На этот вопрос никто не мог ответить.

А слухи начинали делаться более тревожными.

— Сказывают, созвал государь духовенство да бояр и объявил, что не желают его многие на царстве и против него злоумышляют, — рассказывали уличные вестовщики, — а потому и восхотел он оставить прародительский престол и земле государство оставит.

— И жезл, и корону, и одежды царские отдал, — добавлялись подробности.

— Иконы из церквей к нему свозили, прикладывался к ним да благословение от попов принимал, а сам все по монастырям ездит, прощается, значит, со святынями, — со вздохом говорили рассказчики.

— Да едет-то куда? — допрашивали снова любопытные.

На этот вопрос все еще на находилось ответа.
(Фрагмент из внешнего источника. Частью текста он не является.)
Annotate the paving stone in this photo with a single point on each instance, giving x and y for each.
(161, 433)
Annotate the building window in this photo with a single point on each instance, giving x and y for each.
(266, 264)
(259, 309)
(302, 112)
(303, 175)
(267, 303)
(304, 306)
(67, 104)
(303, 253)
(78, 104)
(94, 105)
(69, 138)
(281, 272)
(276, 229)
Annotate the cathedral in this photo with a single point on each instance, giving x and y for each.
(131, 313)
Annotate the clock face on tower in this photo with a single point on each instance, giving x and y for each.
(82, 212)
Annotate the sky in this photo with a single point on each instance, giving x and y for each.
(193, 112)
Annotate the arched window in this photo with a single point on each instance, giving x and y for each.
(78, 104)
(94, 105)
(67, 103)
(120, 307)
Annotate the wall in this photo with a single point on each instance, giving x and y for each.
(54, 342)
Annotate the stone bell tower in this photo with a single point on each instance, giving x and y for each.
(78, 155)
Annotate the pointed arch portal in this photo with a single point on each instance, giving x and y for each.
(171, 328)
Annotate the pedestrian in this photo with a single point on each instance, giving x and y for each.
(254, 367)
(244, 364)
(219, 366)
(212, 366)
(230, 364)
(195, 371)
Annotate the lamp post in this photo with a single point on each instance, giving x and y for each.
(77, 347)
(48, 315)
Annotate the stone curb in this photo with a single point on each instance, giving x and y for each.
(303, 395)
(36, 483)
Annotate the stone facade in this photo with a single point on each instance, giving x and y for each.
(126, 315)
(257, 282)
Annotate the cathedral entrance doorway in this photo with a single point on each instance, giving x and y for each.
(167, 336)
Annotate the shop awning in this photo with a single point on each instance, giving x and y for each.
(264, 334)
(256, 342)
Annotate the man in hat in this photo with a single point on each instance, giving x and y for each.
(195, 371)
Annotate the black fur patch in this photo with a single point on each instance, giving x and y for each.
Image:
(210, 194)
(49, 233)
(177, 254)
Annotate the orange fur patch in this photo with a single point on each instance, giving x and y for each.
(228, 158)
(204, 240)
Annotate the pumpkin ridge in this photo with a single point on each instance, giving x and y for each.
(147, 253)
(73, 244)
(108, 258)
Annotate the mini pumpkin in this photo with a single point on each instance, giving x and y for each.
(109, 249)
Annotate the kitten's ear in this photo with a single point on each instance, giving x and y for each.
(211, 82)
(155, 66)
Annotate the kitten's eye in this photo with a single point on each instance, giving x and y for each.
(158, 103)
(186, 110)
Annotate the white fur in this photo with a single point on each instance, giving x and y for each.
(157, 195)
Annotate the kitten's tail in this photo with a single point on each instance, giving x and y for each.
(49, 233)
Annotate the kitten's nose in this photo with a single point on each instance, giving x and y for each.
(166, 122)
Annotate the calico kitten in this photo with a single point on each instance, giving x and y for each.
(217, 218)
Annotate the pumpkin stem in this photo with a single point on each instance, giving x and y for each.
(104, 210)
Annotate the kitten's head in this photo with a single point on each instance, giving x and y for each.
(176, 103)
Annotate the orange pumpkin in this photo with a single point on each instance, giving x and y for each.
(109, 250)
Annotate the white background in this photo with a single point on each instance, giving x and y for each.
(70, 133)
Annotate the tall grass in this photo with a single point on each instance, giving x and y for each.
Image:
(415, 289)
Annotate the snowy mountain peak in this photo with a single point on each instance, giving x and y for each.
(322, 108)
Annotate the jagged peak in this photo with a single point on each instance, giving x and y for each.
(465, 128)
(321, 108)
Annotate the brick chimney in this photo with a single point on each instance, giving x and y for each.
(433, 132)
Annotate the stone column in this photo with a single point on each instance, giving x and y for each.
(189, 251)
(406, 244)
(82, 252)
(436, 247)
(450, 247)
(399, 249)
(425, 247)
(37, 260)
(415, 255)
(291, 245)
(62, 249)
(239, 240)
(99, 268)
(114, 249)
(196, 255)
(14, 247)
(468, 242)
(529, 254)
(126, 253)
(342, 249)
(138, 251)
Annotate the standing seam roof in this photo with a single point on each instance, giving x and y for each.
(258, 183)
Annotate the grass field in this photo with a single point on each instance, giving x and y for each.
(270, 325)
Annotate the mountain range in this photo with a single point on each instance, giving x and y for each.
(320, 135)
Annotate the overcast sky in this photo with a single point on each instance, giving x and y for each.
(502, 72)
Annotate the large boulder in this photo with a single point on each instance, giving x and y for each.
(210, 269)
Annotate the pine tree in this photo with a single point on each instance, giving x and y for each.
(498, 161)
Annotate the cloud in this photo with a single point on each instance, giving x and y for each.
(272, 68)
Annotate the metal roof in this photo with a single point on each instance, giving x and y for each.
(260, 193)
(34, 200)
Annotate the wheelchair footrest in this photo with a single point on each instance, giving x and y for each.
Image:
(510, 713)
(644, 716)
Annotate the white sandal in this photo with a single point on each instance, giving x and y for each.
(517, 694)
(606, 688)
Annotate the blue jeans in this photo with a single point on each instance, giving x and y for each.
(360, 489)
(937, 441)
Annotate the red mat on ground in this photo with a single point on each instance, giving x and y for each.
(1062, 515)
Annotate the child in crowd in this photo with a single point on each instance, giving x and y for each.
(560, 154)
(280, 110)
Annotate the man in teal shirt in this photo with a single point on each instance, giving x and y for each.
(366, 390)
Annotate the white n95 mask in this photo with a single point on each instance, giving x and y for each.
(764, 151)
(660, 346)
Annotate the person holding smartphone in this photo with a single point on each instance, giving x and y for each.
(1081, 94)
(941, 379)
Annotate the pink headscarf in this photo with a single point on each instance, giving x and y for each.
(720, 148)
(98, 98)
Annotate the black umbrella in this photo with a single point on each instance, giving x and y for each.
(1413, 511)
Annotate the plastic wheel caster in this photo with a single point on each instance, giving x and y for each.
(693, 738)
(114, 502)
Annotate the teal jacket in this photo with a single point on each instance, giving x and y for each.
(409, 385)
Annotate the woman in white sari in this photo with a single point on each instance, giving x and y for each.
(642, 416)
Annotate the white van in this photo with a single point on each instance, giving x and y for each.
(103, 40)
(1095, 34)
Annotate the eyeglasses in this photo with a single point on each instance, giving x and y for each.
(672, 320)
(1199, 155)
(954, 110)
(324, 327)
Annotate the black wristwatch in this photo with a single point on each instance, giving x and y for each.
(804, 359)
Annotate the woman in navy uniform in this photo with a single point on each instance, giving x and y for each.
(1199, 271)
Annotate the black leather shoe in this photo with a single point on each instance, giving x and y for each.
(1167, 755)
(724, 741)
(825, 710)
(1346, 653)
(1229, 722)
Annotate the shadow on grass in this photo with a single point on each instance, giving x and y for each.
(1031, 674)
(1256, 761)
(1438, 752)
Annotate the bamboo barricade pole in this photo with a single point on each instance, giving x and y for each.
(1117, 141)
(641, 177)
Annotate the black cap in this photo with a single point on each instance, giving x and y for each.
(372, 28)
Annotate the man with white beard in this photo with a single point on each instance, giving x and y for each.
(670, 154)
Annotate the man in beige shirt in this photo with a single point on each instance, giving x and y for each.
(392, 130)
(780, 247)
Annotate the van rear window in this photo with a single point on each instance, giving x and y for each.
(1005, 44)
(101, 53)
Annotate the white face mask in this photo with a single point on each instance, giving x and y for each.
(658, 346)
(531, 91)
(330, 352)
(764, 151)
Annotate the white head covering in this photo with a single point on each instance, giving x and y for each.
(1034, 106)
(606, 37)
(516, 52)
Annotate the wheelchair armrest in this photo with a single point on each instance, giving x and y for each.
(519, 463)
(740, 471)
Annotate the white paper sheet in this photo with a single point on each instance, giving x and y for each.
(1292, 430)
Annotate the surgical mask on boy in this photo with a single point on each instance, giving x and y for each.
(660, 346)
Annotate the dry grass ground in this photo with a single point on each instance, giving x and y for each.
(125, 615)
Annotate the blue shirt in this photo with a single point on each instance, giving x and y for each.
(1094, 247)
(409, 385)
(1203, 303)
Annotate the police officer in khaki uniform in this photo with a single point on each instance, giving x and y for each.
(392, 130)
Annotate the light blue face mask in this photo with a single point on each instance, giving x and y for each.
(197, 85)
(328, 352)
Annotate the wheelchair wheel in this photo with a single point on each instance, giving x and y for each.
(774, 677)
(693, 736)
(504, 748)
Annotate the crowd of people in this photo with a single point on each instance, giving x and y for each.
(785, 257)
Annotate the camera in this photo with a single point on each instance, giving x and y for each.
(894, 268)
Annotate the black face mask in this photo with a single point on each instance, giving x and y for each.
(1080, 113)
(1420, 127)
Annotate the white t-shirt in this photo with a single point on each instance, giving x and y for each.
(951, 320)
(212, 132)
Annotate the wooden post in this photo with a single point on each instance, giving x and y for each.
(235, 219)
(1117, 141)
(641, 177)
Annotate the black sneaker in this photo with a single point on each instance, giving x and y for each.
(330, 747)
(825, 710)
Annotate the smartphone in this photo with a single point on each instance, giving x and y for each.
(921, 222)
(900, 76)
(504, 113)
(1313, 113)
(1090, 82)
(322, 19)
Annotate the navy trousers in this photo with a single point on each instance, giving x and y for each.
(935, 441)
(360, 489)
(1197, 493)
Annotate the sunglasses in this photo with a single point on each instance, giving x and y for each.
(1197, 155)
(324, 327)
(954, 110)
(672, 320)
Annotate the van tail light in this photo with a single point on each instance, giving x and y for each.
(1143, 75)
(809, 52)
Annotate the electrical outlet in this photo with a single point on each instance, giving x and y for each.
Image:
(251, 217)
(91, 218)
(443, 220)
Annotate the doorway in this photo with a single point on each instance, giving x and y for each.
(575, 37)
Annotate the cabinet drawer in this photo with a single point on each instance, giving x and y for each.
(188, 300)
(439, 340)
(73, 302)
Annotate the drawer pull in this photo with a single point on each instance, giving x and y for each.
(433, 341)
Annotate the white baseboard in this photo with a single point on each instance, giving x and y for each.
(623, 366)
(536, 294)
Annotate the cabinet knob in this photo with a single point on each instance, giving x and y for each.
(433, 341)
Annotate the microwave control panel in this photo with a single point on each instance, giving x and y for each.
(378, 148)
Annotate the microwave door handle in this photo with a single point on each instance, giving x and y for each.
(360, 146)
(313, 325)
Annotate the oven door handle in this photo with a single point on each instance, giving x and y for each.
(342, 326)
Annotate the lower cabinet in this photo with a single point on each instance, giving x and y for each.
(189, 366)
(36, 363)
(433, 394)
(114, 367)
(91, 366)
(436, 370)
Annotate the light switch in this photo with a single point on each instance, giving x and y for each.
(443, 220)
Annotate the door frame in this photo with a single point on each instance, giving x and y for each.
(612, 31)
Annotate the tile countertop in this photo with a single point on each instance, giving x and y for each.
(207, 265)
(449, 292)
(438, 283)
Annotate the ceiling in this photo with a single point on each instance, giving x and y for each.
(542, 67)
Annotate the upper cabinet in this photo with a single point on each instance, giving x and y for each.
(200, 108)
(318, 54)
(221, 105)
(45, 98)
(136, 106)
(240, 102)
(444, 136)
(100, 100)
Настало 3 декабря 1564 года. Рано утром начало наезжать в Кремль великое множество саней и крытых возков. Все они, и сани, и каптаны, направились ко дворцу. Здесь шла оживленная деятельность. Царские слуги таскали из дворца и укладывали в сани и в возки всякие драгоценности в кованных сундуках и в разнокалиберных ящиках. Иконы и кресты, украшенные золотом и драгоценными каменьями, золотые и серебряные сосуды. Груды нарядных одеяний, вся государева казна и деньги брались теперь царем в путешествие. Сюда же прибывали целые семьи людей всяких званий. Одни прибыли с женами и детьми, другие только с конями и слугами. Все были укутаны по-дорожному, у всех был захвачен весь домашний скарб. В толпе сбежавшегося глазеть на невиданное зрелище народа уже объясняли:

— И повелел государь боярам, ближним и приказным людям взять с собою жен и детей. А это вон выборные дворяне и дети боярские; им повелел ехать с слугами, коньми и служебным порядком. Сам поименно всех выбрал.

— Да куда едет-то? — добивались по-прежнему любопытные.

— Господь ведает, — безнадежно отвечали растерянные москвичи.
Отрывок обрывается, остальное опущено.